Escuché algo como el ruido de una puerta al cerrarse. Fue sólo un golpe, duro y seco. Certero. De inmediato corrí con la intención de alcanzarlo. Pero se había ido.
El dolor de tal fracaso me tiró al suelo. Allí, a los pies de ese sillón sobre el que me había pasado tardes enteras sin hacer otra cosa que oírlo andar de aquí para allá, el sonido de su paso rebotando en las paredes con el tic tac de aquél reloj que nunca antes había llamado mi atención, pero al que ahora miraba con recelo pues representaba el único testigo de mi más amarga derrota.
¿Qué habría hecho mal?, me preguntaba. ¿Será que algo hice bien? El pasado había caído sobre mi cabeza de pronto, como un lingote de oro, pesado y deslumbrante con el brillo de todo lo que ya nunca podría llegar a suceder. Eso, sobre todo, era lo que me atormentaba: pensar en todas esas cosas que hubiera podido hacer con él pero que jamás hice, esas cosas que ahora ya nunca serían realidad.

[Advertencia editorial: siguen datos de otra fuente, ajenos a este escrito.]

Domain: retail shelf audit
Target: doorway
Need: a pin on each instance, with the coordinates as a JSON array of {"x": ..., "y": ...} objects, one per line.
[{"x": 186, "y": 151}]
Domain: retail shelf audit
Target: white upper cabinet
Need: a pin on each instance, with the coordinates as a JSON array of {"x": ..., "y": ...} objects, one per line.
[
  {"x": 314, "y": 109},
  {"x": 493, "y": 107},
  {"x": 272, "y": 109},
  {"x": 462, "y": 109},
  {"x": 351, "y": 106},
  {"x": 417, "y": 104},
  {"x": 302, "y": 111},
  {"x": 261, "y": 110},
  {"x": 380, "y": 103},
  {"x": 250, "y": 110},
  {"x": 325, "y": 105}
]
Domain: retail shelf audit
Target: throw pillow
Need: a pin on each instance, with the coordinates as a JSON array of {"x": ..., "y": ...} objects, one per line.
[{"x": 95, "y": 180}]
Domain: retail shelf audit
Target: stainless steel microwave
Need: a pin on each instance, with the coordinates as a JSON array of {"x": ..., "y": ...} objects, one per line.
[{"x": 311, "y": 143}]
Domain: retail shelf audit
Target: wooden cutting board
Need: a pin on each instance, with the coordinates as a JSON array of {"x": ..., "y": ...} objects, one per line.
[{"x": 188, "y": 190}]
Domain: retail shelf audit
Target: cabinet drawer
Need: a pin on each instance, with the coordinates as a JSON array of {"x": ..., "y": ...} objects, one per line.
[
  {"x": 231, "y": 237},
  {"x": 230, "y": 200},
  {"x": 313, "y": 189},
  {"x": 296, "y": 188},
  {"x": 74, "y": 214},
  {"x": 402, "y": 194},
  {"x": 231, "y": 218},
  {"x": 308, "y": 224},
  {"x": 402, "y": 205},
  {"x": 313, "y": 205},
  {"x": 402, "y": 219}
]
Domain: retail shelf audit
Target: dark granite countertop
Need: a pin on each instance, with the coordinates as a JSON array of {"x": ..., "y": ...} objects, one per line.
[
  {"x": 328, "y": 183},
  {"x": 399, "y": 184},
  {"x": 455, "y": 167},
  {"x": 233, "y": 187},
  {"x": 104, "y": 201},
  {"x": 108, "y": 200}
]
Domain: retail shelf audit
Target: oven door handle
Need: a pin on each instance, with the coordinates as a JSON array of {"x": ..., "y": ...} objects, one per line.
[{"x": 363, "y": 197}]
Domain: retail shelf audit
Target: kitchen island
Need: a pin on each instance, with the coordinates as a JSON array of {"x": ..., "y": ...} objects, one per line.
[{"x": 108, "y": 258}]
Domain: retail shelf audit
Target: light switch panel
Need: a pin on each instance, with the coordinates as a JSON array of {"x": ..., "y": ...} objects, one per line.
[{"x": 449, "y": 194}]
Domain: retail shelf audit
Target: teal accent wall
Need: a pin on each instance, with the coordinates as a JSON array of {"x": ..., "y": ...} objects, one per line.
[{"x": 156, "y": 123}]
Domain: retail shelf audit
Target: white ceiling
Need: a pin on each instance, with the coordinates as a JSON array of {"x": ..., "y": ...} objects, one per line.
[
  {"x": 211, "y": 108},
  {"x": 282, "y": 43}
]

Permanecí de rodillas en el piso, incapaz siquiera de romper en llanto. La luz se fue desvaneciendo hasta que sólo el resplandor del reloj en la pared iluminaba el cuarto. Alcé la cara y me quedé mirando esas manecillas que, ahora me daba cuenta, se habían dejado de mover.
Fue entonces que pude ponerlo en palabras, esto que ya no tenía solución. Fue entonces que ya no pude evitar entenderlo, pues lo tenía bien claro frente a mi ojos, aunque éstos estuvieran ya cerrados. No había marcha atrás. No había más camino por delante. Mi tiempo se había terminado.